São positivas as mudanças do novo Código de Processo Penal?

NÃO

Os riscos de um projeto autofágico

ROBERTO DELMANTO JUNIOR

A busca do equilíbrio. Esse talvez seja um dos grandes desafios dos tempos modernos -e como é difícil atingi-lo. O projeto aprovado pelo Senado Federal bem demonstra essa dificuldade.
Seu relator, o senador Casagrande, subscreveu parecer opinando pela rejeição de importantíssimas emendas apresentadas pelos senadores José Sarney, Antonio Carlos Valadares, Aloizio Mercadante e Flexa Ribeiro, além de outros, que visavam corrigir gravíssimas distorções do projeto.
Parecer este que acabou aprovado, embora o senador Mercadante tivesse pedido para ampliar as discussões.

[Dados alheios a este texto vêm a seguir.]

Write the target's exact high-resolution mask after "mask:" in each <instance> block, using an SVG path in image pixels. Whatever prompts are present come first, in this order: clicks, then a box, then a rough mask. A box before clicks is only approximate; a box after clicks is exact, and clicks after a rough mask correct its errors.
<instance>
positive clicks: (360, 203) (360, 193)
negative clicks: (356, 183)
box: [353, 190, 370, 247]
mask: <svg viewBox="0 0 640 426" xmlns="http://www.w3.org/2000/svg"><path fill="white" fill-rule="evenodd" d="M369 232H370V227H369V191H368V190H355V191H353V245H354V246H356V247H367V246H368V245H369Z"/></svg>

Vou citar apenas cinco exemplos:
1) Com superficialidade, rejeitou-se a emenda nº 165, mantendo-se o odioso parágrafo segundo do art. 502, de autoria do senador Demóstenes Torres, que suspende a contagem do prazo prescricional durante o julgamento de recursos no STF e no STJ. Trata-se de um dos maiores retrocessos da história, fomentando a letargia do Judiciário.
Pior, viola a Constituição ao tornar todos os crimes imprescritíveis, desde que existam recursos a essas cortes, com agressão do direito a julgamento em prazo razoável (art. 5º, incisos XLII, XLIV e LXXVIII).
2) Foram refutadas, com simplismo, as emendas nºs 172 e 173, mantendo-se a prisão preventiva com exclusivo fundamento na gravidade da acusação, ou no imaginário perigo de reiteração criminosa (art. 554, IV e V), ofendendo a presunção de inocência (art. 5º, LVII) e ignorando jurisprudência do STF.
Afinal, a prisão de quem será julgado só se justifica para proteger provas e garantir a aplicação da lei penal, em caso de fuga. Ao invés de o Judiciário ser mais célere, opta-se por aumento de prisões que significam condenação antecipada, contrariando o próprio ideal de reduzir o número de presos provisórios!
3) Também foi rejeitada a emenda nº 30, mantendo-se o art. 29, segundo o qual policiais, como em um filme norte-americano, vão colher declarações de pessoas investigadas "em qualquer local" e "de modo informal". Imaginem os abusos que presenciaremos com "tiras" adentrando nas casas ou no trabalho das pessoas (já estarão demitidas!), ou abordando-as na rua, voltando com seus filhos da escola.
4) Afirmando que um ano de interceptação telefônica seria "razoável" (!), refutou-se, ainda, a emenda nº 110, que visava alterar o art. 249 para limitar o monitoramento a 90 dias, mesmo porque até o estado de defesa, sob o qual as liberdades individuais são restringidas, tem limite máximo de 60 dias, como decidiu o STJ (HC nº 76.686/PR).
5) Rejeitou-se, ainda, a importante emenda nº 170, que buscava garantir que todo preso em flagrante fosse apresentado a um juiz, como determina a Convenção Americana sobre Direitos Humanos, para evitar a tortura policial. Isso é elementar em países desenvolvidos e, aqui, é simplesmente ignorado, como se não houvesse tortura.
Se não fosse a vigorosa atuação da Ordem dos Advogados do Brasil, e a de advogados como René Dotti, Guilherme Batochio e Alberto Toron, até o habeas corpus teria sido literalmente ceifado!
Enfim, estamos diante de um "projeto autofágico", em que os ideais de modernidade, celeridade e respeito às liberdades individuais, enunciados em seu preâmbulo, são devorados pelas entranhas de seus próprios artigos.
Espero que a Câmara o rejeite e apresente outro, como o do deputado Miro Teixeira, com apoio do Instituto dos Advogados Brasileiros.
Aprovado como está, o novo CPP instituirá o Estado policialesco, com esses e outros retrocessos travestidos de aparente modernidade.
Vê-se como é mesmo difícil o equilíbrio e como é fácil cair.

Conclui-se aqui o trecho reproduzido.